A las seis de la tarde estaba subido con las dos bicicletas en una camioneta destartalada, que lo llevaría en dos horas y treinta, hasta donde se encontraba su familia a la espera.
Viajaron por trocha, evitando los retenes. La trocha era un camino empedrado y polvoriento, en el cual, circulaban carros, motos, camiones que transportaban mercancía de contrabando. Pero ese día festivo, estaban a merced de cualquier caso fortuito, como efectivamente sucedió.
Llevaban una hora de camino, en el momento que sonaron varios disparos tras el vehículo. Entre la maleza, aparecieron cuatro motos con parrilleros a bordo, que los obligaron a desviarse bruscamente del camino principal hacia monte adentro. De inmediato, el conductor obedeció sin rechistar
Al llegar al sitio indicado, los malhechores impusieron su ley. Obligaron a desnudarse a todos los presentes, les robaron y abusaron hasta de lo que no tenían. Guardaron en sacos de nailon todo lo hurtado. Por ultimo, cayeron en cuenta, no podían llevarse algunos objetos por voluminoso. Antes de fugarse con el botín, se aseguraron de amarrarlos cómo tira de butifarra, en medio de la oscuridad de la noche.
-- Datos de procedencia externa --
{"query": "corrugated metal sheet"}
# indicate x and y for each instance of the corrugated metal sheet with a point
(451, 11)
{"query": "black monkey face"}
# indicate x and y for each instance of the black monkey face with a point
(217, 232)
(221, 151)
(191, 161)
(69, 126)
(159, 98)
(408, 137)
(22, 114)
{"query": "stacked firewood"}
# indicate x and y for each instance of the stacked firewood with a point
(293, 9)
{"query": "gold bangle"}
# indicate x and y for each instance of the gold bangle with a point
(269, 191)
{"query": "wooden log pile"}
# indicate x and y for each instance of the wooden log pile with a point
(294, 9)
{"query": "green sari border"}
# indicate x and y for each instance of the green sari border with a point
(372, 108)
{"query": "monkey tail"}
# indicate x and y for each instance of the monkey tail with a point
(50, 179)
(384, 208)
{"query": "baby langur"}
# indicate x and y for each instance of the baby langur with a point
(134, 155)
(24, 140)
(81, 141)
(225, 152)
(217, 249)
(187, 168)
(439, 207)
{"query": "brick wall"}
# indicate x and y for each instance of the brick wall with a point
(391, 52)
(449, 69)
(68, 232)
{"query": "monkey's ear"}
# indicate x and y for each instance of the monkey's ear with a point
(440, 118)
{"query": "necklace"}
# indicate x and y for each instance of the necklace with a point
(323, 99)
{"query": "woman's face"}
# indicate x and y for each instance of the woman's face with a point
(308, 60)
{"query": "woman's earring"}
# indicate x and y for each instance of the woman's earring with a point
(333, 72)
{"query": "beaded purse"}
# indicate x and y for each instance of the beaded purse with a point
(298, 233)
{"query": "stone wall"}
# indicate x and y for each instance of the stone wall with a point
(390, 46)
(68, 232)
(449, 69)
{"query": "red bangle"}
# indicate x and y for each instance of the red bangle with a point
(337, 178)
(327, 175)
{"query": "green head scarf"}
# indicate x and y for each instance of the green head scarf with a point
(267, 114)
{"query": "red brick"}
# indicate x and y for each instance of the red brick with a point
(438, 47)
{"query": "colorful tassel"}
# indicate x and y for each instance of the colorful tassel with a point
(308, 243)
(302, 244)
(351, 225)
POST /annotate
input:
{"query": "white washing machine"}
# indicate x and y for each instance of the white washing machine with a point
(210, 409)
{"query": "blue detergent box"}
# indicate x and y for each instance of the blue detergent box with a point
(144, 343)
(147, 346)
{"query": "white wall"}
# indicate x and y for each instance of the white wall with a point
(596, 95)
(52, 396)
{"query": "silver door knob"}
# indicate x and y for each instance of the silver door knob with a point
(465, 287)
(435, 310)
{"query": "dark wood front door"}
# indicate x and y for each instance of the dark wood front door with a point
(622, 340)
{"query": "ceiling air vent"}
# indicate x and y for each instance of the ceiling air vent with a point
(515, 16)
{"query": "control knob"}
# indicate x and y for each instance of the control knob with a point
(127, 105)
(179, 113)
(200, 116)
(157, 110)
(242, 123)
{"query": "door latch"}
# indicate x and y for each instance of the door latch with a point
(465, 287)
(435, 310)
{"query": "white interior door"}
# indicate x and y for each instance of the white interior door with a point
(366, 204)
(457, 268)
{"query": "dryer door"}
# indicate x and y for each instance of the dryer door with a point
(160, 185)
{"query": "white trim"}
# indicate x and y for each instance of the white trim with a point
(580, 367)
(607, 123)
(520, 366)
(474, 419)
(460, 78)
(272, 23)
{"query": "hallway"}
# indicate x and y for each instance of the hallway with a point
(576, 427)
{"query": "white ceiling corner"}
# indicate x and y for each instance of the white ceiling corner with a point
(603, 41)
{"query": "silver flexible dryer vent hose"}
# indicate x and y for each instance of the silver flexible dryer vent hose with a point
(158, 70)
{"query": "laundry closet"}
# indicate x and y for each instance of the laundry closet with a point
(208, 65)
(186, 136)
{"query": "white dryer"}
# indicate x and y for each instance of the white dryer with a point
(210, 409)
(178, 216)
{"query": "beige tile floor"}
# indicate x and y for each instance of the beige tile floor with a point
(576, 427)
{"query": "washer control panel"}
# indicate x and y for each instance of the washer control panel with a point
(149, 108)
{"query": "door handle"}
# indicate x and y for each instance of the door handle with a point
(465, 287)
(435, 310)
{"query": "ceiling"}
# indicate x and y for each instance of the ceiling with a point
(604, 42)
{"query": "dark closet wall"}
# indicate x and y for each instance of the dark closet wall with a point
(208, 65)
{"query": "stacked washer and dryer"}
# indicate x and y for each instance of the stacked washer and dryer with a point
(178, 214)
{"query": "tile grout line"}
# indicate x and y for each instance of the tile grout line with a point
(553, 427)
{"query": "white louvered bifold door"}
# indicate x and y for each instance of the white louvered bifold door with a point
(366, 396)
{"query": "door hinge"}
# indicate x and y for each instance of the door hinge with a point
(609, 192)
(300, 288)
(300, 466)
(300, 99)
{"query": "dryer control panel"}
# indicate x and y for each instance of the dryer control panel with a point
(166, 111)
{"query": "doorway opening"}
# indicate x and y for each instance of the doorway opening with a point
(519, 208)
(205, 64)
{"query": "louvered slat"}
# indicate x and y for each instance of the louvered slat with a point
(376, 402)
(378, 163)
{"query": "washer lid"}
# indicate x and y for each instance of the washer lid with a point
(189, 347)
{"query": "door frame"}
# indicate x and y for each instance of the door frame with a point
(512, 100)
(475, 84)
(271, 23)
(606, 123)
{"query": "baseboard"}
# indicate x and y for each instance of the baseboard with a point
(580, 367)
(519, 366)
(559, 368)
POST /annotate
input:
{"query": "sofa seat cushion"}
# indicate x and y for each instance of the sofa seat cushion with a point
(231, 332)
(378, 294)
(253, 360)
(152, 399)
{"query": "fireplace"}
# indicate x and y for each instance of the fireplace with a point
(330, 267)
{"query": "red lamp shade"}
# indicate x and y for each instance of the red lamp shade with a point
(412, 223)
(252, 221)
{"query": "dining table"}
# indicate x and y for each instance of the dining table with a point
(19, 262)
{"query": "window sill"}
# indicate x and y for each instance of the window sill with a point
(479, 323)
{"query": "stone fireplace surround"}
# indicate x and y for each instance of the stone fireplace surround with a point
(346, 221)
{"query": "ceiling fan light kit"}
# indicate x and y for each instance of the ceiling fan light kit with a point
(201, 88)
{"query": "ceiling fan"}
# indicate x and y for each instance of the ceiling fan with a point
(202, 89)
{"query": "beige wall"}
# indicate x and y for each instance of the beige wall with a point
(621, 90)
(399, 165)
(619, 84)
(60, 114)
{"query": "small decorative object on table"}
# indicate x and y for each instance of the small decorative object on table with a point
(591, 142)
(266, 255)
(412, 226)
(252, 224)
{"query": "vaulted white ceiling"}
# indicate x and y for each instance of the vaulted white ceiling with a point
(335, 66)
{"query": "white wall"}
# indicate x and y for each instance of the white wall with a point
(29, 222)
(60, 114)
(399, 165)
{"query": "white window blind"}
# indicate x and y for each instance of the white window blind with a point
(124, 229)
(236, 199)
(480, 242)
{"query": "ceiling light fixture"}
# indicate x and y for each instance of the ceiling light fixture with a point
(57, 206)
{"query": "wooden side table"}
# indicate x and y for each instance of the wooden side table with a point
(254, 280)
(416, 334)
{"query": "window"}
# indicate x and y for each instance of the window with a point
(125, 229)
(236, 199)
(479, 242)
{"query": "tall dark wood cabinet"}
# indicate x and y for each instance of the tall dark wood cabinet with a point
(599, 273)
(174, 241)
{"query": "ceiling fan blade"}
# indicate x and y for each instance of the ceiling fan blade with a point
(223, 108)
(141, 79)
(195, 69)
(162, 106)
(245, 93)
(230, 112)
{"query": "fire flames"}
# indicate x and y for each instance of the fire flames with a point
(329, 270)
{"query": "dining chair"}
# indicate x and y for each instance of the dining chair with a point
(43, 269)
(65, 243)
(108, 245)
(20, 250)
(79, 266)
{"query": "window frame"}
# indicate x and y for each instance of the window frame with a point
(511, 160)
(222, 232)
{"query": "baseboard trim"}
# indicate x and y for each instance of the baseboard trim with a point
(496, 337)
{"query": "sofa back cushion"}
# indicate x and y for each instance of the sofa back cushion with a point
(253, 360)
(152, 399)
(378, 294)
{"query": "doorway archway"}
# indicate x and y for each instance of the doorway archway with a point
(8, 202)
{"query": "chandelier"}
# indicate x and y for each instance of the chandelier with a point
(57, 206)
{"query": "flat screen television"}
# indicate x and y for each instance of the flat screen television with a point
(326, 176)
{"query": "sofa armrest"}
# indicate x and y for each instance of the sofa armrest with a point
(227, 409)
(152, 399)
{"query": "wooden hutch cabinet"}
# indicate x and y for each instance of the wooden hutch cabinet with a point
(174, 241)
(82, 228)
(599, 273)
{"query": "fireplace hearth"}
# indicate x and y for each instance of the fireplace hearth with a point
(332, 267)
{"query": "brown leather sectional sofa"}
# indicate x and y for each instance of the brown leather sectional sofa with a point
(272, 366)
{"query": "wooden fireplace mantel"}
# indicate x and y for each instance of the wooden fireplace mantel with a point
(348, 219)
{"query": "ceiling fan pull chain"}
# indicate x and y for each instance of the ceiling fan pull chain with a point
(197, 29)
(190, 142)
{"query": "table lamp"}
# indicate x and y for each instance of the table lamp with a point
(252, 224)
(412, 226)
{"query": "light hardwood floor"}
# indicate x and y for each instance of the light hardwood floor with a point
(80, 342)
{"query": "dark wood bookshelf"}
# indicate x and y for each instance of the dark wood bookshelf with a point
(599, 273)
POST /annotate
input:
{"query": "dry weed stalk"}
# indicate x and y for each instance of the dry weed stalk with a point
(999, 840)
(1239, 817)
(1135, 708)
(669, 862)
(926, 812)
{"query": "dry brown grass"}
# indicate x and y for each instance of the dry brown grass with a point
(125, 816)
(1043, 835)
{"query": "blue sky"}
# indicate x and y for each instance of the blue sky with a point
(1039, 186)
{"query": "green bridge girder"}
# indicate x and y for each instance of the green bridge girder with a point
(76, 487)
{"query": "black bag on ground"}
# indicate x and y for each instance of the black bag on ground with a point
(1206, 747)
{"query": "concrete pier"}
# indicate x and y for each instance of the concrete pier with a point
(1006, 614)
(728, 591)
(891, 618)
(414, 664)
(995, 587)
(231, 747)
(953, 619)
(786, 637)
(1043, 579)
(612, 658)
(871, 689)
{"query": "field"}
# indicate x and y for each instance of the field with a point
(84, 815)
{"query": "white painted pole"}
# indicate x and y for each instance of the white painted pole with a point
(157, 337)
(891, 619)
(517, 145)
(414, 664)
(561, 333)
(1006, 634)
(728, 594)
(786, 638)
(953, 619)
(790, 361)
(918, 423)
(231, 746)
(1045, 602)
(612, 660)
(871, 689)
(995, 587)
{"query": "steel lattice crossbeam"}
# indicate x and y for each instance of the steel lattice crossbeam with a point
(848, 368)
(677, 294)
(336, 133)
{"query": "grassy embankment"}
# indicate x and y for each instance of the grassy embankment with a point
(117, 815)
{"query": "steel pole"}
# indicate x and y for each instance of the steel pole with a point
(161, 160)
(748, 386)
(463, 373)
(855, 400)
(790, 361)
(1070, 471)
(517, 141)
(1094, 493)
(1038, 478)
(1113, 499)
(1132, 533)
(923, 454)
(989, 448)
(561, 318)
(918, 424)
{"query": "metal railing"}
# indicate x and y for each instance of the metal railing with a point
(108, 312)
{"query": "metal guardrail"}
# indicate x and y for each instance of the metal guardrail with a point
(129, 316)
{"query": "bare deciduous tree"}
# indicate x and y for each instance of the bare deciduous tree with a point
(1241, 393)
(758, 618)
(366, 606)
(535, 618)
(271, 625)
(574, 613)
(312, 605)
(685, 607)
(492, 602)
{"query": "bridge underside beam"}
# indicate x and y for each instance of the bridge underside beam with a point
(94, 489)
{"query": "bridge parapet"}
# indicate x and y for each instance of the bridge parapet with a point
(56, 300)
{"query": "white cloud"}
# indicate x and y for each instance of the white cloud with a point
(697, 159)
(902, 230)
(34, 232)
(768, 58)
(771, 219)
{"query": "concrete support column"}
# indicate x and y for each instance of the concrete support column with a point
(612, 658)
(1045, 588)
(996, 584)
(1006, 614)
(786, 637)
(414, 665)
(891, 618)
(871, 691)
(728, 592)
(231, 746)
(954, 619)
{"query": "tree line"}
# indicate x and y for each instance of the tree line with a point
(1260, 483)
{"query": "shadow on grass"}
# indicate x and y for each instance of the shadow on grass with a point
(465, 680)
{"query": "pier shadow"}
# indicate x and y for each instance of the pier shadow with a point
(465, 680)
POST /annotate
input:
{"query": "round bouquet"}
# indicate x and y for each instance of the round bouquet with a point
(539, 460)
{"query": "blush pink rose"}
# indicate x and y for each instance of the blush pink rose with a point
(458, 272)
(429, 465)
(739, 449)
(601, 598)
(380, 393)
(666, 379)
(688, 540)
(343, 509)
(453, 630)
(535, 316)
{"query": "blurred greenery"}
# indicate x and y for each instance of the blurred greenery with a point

Solo en la madrugada del siguiente día, el padre llegó a su destino hecho trizas. Después del incidente, lograron desatarse y encontraron la camioneta con las cuatro llantas perforadas. El padre siguió su camino, como pudo, en su bici, cómo lo hacía usualmente, pero, con la otra a cuesta. Tanto el dinero de la venta, como regalos para las niñas era caso perdido
Finalmente llegó casi muerto a casa, los vecinos lo levantaron de la mitad de la calle donde cayó desplomado y llevarlo hasta la cama para brindarle primeros auxilios. La madre en llanto junto con sus hijos, no tuvieron más remedio que cuidar al pobre hombre que entre lamentos volvió a la vida.
Cómo el palo no estaba para cuchara, de inmediato, la madre y Carlitos que comprendieron la situación, fueron dónde el usurero del barrio a empeñar la bicicleta que Carlitos nunca estrenó.